But Mr. Sharon’s long-term thinking? That’s another story. Trapping the
Egyptian 3rd Army in the Sinai, and then showing the world Cairo was
defenseless in the path of an Israeli armored division, was a strategic
masterpiece aimed at ending the 1973 war outright to Israel’s advantage.
The march into Lebanon forced Yasser Arafat out of the Middle East for
a decade-and he might have been discredited for good as a defeated terrorist
had third parties not escorted him to Tunis or brought him back under the Oslo
accords.
So Mr. Sharon was always a strategic thinker, and we are seeing his
accustomed foresight in the controversial Gaza exodus. The Israeli military is
crafting defensible borders…
In Mr. Sharon’s thinking, it no longer made sense to periodically send
thousands of soldiers into Gaza to protect fewer than 10,000 Israeli civilians,
when a demographic time bomb of too few Jews was ticking inside Israel
proper.
But Gaza itself is only a tessera in a far larger strategic mosaic. The Israelis also
press on with the border fence that will in large measure end suicide bombings.
The barrier will grant the Palestinians what they clamor for, but perhaps also
fear – their own isolated state that they must govern or let the world watch
devolve into something like the Taliban’s Afghanistan.
Once Israel is out of Gaza and has fenced off slivers of the West Bank near
Jerusalem deemed vital for its security, Mr. Sharon can bide his time until a
responsible Palestinian government emerges as a serious interlocutor.
Then any lingering disagreements over disputed land can be relegated to
the status of a Tibet, northern Cyprus, Kashmir or the Sakhalin and Kurile
Islands – all postbellum “contested” territories that do not prompt
commensurate attention from the Muslim world, Europe or the United Nations.
Palestine as a sovereign state rather than a perpetually “occupied” territory also
inherits the responsibility of all mature nations to police its own. So when
Hamas and Co. press on with their killing-most likely through rocket attacks
over the fence-they do so as representatives of a new Palestinian nation.

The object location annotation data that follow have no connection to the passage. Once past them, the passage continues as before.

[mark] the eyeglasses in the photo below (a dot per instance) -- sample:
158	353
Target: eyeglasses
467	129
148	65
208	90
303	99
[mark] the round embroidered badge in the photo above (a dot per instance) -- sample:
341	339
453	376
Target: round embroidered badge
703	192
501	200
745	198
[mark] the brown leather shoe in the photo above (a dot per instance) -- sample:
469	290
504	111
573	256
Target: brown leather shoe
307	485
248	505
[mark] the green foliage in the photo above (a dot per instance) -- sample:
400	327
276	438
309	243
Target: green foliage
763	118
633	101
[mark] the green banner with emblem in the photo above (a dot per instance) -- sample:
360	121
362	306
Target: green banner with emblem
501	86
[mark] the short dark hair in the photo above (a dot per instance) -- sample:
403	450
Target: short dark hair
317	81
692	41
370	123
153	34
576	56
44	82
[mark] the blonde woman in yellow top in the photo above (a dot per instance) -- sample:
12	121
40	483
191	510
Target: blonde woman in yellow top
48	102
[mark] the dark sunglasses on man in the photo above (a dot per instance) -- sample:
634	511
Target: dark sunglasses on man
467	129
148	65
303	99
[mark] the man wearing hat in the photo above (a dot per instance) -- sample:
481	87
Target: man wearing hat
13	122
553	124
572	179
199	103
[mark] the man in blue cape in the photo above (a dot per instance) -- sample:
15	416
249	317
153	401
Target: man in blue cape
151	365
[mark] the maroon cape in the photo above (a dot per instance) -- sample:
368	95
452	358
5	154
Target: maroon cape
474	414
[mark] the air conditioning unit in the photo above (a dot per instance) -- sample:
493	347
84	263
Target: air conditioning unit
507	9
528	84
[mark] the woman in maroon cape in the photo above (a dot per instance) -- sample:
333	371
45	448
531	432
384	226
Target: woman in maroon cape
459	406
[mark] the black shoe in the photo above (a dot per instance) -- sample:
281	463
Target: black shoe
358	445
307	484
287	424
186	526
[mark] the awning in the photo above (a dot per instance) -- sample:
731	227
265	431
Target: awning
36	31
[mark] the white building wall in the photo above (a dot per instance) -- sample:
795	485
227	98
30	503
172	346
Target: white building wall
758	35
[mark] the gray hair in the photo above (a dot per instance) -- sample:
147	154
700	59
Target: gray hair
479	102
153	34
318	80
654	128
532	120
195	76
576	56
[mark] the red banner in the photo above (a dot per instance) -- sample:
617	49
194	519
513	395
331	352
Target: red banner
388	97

In response, Israel can strike back without worrying about blowback on
isolated vulnerable Israeli settlements.
Mr. Sharon’s withdrawal policy from Gaza is thus a critical first step of turning
the struggle from an asymmetrical war of terror into a conventional standoff
between delineated sovereign states. And that can only help a militarily superior
Israel.
Politically, Gaza plays well. If the once right-wing Mr. Sharon can
harness his own zealots, the world wonders why Mahmoud Abbas cannot
muzzle Hamas and Hezbollah.
In their creepy rhetoric, Palestinian militias have so far proclaimed Gaza is the
first step toward the eventual destruction of Israel proper. But again that only
plays into Israel’s complaint that withdrawal is seen by Palestinians as
something to be manipulated rather than as an opportunity to build a just
society.
While there probably won’t be a single Jew in the new Palestinian nation, there
are more than 1 million Arabs inside Israel. Even more bizarrely, more than
100,000 illegal aliens have left Arab lands to reside in the “Zionist entity.”
Politically correct Arabs will not even use the word “Israel,” but tens of
thousands of Arabs seem to want into it nonetheless.

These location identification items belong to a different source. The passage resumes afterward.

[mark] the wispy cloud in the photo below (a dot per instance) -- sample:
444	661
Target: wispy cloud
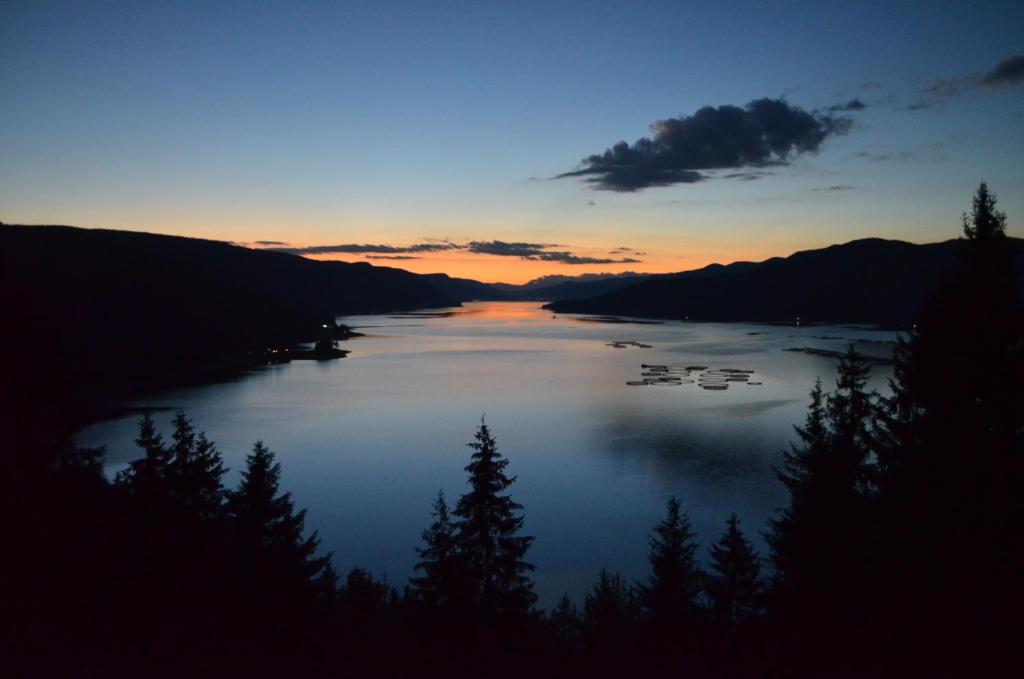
1008	73
534	251
541	252
762	133
366	249
852	104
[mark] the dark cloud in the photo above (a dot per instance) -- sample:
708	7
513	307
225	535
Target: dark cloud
540	252
1008	73
852	104
763	133
536	251
359	249
881	158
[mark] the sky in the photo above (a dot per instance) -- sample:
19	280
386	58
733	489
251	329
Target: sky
479	138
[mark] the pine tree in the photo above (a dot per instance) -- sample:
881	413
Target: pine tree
437	586
489	549
734	586
952	463
610	613
565	623
269	527
146	474
670	597
821	534
195	469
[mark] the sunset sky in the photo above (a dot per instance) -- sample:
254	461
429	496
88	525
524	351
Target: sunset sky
432	136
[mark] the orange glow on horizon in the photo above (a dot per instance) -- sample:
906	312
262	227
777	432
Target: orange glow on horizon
491	268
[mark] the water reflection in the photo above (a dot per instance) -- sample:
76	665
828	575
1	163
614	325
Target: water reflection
367	440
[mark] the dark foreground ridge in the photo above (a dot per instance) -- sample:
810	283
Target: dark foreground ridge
870	281
898	554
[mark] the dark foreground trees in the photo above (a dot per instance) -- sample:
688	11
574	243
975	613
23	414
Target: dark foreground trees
898	554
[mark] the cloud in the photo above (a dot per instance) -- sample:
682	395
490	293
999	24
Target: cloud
881	158
743	176
540	252
763	133
1008	73
359	249
852	104
535	251
944	88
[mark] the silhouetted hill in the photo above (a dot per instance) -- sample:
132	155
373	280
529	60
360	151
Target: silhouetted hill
580	289
867	281
466	290
93	314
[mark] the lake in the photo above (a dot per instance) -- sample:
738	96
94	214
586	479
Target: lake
366	441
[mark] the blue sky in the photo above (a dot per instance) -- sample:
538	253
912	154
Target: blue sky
389	123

In a reciprocal world, why couldn’t the Jewish settlers stay on in Gaza as
resident aliens, adjudicating their property claims with the new government and
freely abiding by Palestinian law and protocol?
Mr. Sharon reminds us that, unlike the Arabs inside Israel, the Gaza
Jews would be ethnically cleansed in hours as nearly a million Jews were run
out of Baghdad, Cairo, Damascus and Tripoli in the decades after 1947.
The pullout from Gaza is bringing long-needed moral clarity to a fuzzy crisis.
Heretofore, the Palestinians have counted on foreign support through
fear of terrorism, influence with oil producers, unspoken anti-Semitism and
carefully crafted victim status accorded savvy anti-Western zealots.
But now they are increasingly on their own, and what transpires may
soon end their romance of being the perpetually oppressed.